Бритт-Мари сидела, привалившись к кровати и тяжело дыша, и смотрела в открывшийся проем.
Там был балкон.
14
Балкон все меняет.
Было шесть часов утра, и Бритт-Мари переполнял неведомый прежде энтузиазм. А вот душевное состояние Личности скорее выглядело как похмелье и некоторое раздражение. Потому что Бритт-Мари разбудила ее в шесть утра, постучавшись в дверь пиццерии и с энтузиазмом спросив, нет ли у нее дрели. Личность открыла, похмельная и немного раздраженная, и довела до сведения Бритт-Мари, что пиццерия, включая прочие находящиеся в этом помещении производственные и торговые точки, в это время суток закрыта. Тогда Бритт-Мари исключительно благожелательно поинтересовалась, почему в таком случае Личность находится в пиццерии?
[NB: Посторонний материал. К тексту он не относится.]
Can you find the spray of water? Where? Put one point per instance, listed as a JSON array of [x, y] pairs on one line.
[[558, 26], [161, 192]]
Бритт-Мари представляется, что проживать в помещении пиццерии не слишком гигиенично. Личность объяснила, как могла, не открывая глаз и с фрагментами еды на кофте – которые то ли не добрались до рта, то ли тем или иным образом ушли обратной дорогой, – что она «слишком нагрузилась» вчера после матча, чтобы ехать домой. Бритт-Мари одобрительно кивнула и сказала, что, по ее мнению, это разумное решение, потому что садиться за руль в состоянии опьянения нельзя. И даже не посмотрела на инвалидное кресло, ни в коем случае, ведь Бритт-Мари лишена предубеждений.